Toujours sans contrat à vingt-cinq jours du réveillon de la Saint-Sylvestre, Rohan Dennis joue à un jeu sûrement trop dangereux pour un coureur de son talent. Indésirable chez Bahrain-Merida depuis un mois de juillet rocambolesque, l’Australien n’est pas non plus la priorité du team INEOS, qui exclut tout sacrifice pour attirer dans ses filets une personnalité aussi incertaine.

De turbulences en turbulences

D’habitude très discret dans les médias, celui qui avait débuté sa carrière en World Tour sous la tutelle de Jonathan Vaughters avait bien caché sa véritable nature, révélée au grand jour le long d’une route départementale de Haute-Garonne, durant la douzième étape du Tour de France. Colérique et lunatique, le double champion du monde en titre du contre-la-montre avait jeté un froid glacial sur la Grande Boucle du team Bahrain-Merida, en abandonnant dans le plus grand secret, sans justification immédiate. Le conflit l’opposant au fournisseur de cycles taïwanais ultérieurement médiatisé, beaucoup se sont demandé quelle mouche l’avait bien piqué, après un Tour de Suisse des plus solides. Dennis y avait remporté le prologue – sur un vélo Merida – et concurrencé Egan Bernal dans les cols les plus mythiques du pays, tels le Saint-Gothard et la Furka.

Après tout, cette brouille aurait pu rester intense mais passagère, et les championnats du monde au Yorkshire devaient réconcilier tout le monde autour du même dénominateur commun, la soif de la gagne. Patron théorique de la discipline depuis son premier sacre à Innsbruck en 2018, Dennis était revenu sur le devant de la scène depuis le mois de juin, mais ne partait pas franchement favori. Sauf que le jour J, il n’y a pas eu photo. Vainqueur avec plus d’une minute d’avance sur Remco Evenepoel, rattrapant Primoz Roglic dans la dernière ligne droite, l’ancien coureur de BMC avait chèrement défendu son statut.
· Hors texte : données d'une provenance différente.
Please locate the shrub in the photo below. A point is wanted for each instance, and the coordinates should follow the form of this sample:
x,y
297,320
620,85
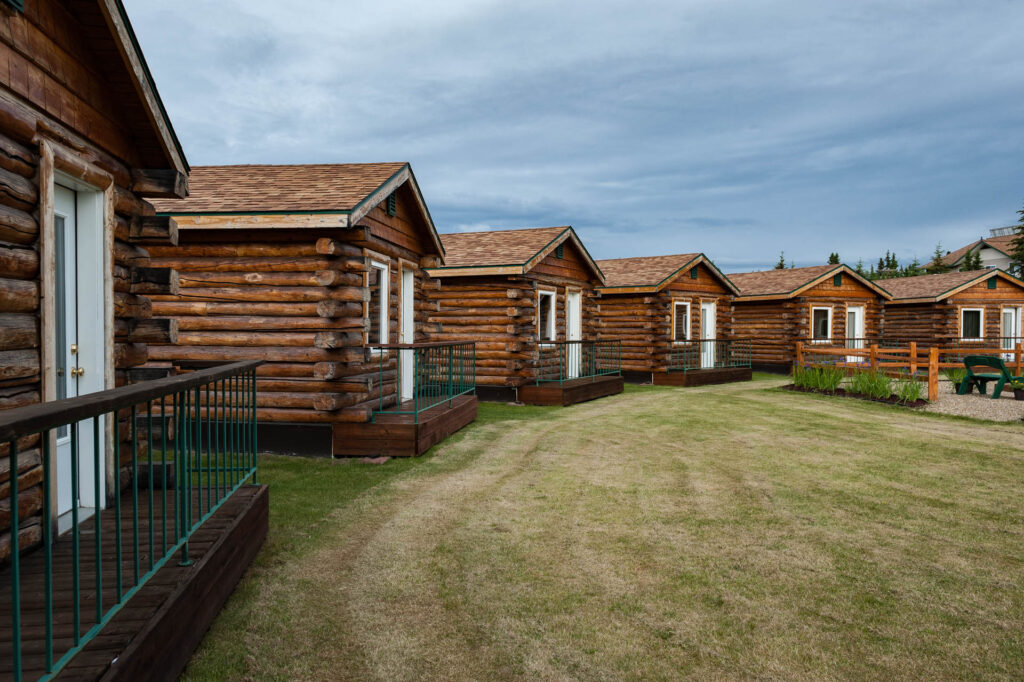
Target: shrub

Quitte à outrer ce qui allait devenir son ex-employeur en utilisant un vélo de chrono de son entreprise suisse favorite, masquant au passage les bandeaux Merida sur son cuissard. Le divorce était d’ores et déjà consommé.

L’avenir n’a jamais été aussi compromis

La rupture publiquement annoncée au lendemain de l’épreuve, Dennis s’activait en réalité depuis le Tour de France pour trouver un nouvel employeur susceptible de racheter sa deuxième année de contrat. Sauf que son image ayant été écornée par cet imbroglio, les propositions parvenues auprès de son agent semblent ne jamais avoir contenté son appétit. Les sources détaillant la proposition du team INEOS font état d’un salaire prévisionnel inférieur de près d’un million à celui que lui offraient les richissimes bahraïnis. Quant à l’équipe Movistar, elle aurait été lassée par les allers-retours successifs de l’intéressé, qui a porté le différent avec Bahrain-Merida devant le tribunal de l’UCI. Un sacré bourbier qui se répercute nécessairement sur les économies de Rohan Dennis et de son entourage, qui pourraient perdre jusqu’à 1,2 million d’euros dans la bataille.

Si on n’est pas au stade d’une descente aux enfers, cette sévère chute dans un monde où l’ancien pistard s’est peut-être vu trop beau pourrait lui coûter son avenir sportif immédiat. Sans contrat alors que les places en World Tour se font rarissimes, l’annonce d’une signature aurait déjà du se faire depuis plus de deux mois, lorsque Movistar, Ineos et CCC – ex BMC – étaient en négociations avec Andrew McQuaid, son agent. Le transfert de Sam Bennett vers Deceuninck – Quick Step désormais réglé, et Nils Politt sécurisé chez Israel Cycling Academy, le cas Dennis est la dernière des grandes incertitudes à planer sur le paysage cycliste d’une saison 2020 qui pourrait révéler plus de rebondissements qu’à première vue. Dennis peut-il se retrouver à quai ? Plus les jours de décembre s’égrènent, plus la donne s’assombrit.